At the end of October, the Instructure team had the chance to spend a full day onsite with Belmont University in Nashville, TN for a Customer Discovery Session (CDS) focused on the future of course design and assessment. Belmont is an innovative institution that has deliberately evolved its digital learning approach over the past several years. As Geoff Price, Director of Digital Learning and Innovation, shared, their team has shifted from a tech-only LMS mindset to designing cohesive, human-centered course experiences that better support faculty and students.
Belmont invited Instructure to campus to do more than product demos. The goal was to share Belmont’s course-building and assessment realities, explore early prototypes, and co-design solutions that could genuinely reduce friction while improving learning outcomes. Instructional designers, technologists, and faculty partners participated throughout the day, offering candid feedback and helping us pressure-test what matters most.
What we covered
Belmont and Instructure collaborated through hands-on activities and prototype discussions organized around the following themes:
Versatile Learning Evaluation
Belmont’s teams expressed interest in evolving assessment from a simple measure of correctness to a richer view of understanding. We explored how AI could be used to support more robust learning evaluation by:
- Building assessments as learning journeys: Shifting from single checks to sequenced experiences that guide students through preparation, practice, and application.
- Making student thinking visible: Giving learners more ways to demonstrate how they reason, especially in math and physics curriculum, so instructors not only see answers, but the path taken to get to those answers.
- Emphasizing growth over snapshots: Designing assessment cycles that surface early understanding, support practice in authentic contexts, and then re-check progress to highlight improvement over time.

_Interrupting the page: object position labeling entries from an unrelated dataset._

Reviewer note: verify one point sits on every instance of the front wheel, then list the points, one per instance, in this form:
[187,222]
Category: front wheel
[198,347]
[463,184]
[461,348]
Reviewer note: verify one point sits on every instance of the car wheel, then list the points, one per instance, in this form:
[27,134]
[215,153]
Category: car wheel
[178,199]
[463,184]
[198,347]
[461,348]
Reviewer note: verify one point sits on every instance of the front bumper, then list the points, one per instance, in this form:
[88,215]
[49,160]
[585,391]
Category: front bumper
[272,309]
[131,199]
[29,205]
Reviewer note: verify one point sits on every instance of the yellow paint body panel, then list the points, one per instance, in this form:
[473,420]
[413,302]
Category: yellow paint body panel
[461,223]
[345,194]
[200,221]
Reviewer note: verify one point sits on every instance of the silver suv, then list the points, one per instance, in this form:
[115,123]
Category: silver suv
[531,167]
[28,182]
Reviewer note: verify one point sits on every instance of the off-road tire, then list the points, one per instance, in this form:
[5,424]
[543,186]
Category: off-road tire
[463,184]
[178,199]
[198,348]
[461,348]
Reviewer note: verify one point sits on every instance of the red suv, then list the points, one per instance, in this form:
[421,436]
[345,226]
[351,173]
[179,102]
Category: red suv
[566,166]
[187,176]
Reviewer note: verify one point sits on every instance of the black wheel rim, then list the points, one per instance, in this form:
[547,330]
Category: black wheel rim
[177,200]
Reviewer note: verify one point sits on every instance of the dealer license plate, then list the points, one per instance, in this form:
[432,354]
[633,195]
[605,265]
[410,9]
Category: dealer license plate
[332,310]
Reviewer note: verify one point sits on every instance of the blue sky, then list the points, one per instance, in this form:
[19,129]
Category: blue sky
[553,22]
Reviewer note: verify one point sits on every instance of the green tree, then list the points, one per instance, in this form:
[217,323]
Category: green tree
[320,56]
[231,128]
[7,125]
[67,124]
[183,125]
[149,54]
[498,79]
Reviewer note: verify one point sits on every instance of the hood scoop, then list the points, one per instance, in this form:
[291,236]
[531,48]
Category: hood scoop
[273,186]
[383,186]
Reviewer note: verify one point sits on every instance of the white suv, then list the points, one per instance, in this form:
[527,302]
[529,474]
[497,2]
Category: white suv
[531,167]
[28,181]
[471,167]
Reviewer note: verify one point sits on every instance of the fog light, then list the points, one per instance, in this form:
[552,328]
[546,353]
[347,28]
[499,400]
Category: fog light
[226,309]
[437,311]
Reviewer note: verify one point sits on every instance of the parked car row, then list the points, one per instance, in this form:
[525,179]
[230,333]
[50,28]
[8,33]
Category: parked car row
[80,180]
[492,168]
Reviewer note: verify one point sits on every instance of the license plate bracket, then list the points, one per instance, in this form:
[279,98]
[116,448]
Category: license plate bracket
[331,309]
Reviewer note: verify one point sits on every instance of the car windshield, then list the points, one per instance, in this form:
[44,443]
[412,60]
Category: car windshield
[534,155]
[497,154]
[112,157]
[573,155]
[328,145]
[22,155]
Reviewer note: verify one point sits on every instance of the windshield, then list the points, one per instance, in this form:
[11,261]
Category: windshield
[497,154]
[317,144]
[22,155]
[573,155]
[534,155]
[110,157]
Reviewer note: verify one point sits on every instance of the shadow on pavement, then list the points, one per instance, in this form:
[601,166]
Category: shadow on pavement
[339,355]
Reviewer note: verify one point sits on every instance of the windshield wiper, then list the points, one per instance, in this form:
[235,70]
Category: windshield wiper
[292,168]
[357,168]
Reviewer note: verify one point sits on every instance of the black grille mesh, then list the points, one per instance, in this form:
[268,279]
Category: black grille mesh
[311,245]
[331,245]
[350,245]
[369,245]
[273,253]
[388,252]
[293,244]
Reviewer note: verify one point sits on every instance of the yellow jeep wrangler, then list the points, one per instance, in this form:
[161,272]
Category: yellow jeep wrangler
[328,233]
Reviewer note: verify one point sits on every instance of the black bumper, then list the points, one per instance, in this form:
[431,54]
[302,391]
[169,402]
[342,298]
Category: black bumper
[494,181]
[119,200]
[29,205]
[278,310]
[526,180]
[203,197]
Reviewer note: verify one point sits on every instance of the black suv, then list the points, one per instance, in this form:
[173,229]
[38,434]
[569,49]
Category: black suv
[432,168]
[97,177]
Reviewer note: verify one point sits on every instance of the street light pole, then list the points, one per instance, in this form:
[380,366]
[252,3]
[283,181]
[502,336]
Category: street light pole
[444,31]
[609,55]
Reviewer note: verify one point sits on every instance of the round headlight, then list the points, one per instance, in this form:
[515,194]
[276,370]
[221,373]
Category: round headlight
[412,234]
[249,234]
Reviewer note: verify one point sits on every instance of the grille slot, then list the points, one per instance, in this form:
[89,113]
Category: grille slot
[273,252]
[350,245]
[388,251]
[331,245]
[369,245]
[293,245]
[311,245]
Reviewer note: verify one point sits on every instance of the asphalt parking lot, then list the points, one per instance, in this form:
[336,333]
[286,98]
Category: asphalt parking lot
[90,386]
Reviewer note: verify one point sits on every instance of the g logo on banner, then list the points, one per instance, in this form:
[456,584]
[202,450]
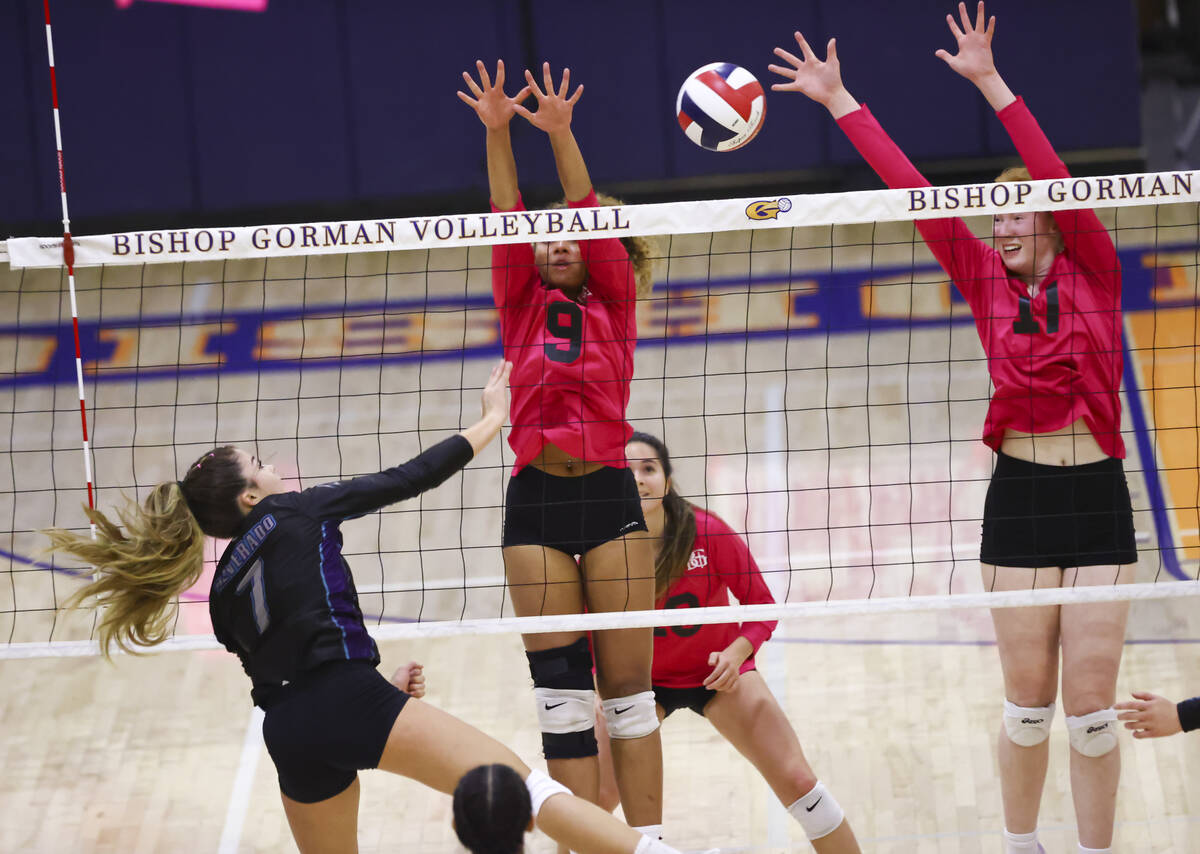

Content Creation and Management
The instructional design team walked us through their processes and guidelines for building consistent courses at scale. Today, instructors receive blank course shells each term and copy content forward. Belmont visualized how course creation (and maintenance) could be enhanced:
- AI as a structured starting point: The group was interested in faculty-centered workflows where educators provide objectives, standards, and policies upfront, and AI generates a draft course that faculty then refine. This would best allow instructors to set clear start and end points while AI helps fill in the middle.
- Alignment to institutional design frameworks: Belmont shared their course guidelines and policies and described how these shape the day-to-day work of instructional designers and educators. They stressed that AI-generated content should reflect these frameworks to ensure the most efficient experience, as every institution has slightly differentiated ways of building and supporting course material.
- Smarter course copy, reuse, and sharing: Belmont’s CDS group noted that today’s copy and share workflows sometimes feel disjointed, especially for newer instructors. Through our discussion, we noted space for small-but-mighty UI/UX improvements that surface a single, clear action for copying or sharing, reduce cognitive load with bulk tools, and use AI to proactively suggest where content should go based on course context.
Authentic Assessment
Across disciplines, Belmont emphasized that authentic assessment is about realistic performance in context, not only knowledge recall. In prototype exploration and faculty discussions, they highlighted opportunities for AI to help:
- Convert abstract prompts into real scenarios: Instead of “write about crisis communication,” prepare students to deliver communications inside a specific, realistic PR situation.
- Enable scalable simulations: Health Sciences teams described the need for students to practice procedures online before clinical placements. They see an opportunity for AI-supported role play, scenario progression, and feedback that mimics real-world complexity.
- Make chatbots more human and meaningful: In piloting chatbot role-play assignments, they’ve seen examples where students engage strongly with immediate feedback. They’re interested in richer experiences, more natural dialogue and visual/character context.
Our key takeaways
AI should accelerate course design, not replace the educator
While this certainly isn’t the first (or last) time we’ve heard this, it reemphasizes previous CDS discussions. Like many other institutions, Belmont is open to AI doing more of the heavy lift in course creation if it reduces startup time and helps instructors iterate faster. The key element is having the AI be intelligent and accept prompts that support their custom guidelines and expectations.
Course copy is a maintenance moment, not a clone
Copied courses often need cleanup: old announcements, broken pacing, duplicated items, embedded specific dates, and missing faculty presence. We have an opportunity to make course copy or content sharing feel like a guided refresh, with smart flags, review checkpoints, and prompts for key updates like welcome videos, bios, and syllabi.
The most valuable assessments show thinking
Learning is proven through reasoning. Belmont strives to create assessments that reveal how students process, apply, and transfer knowledge even if and when multiple choice is required for accreditation. There is excitement by AI’s potential to assist in generating alternate modalities and help educators build more meaningful item banks.
Looking Ahead
Belmont’s onsite visit was a powerful reminder that the best products come from co-designing with real institutions. Their teams didn’t just react to our ideas, they helped to shape them by grounding every discussion in what faculty and students need most: consistency, clarity, authentic learning, and less busywork.
We’re grateful to Belmont’s instructional designers, technologists, and faculty for their partnership and candor. The insights from this experience will directly inform how we refine these prototypes and continue building toward a more supportive, more authentic, and more human future for teaching and learning.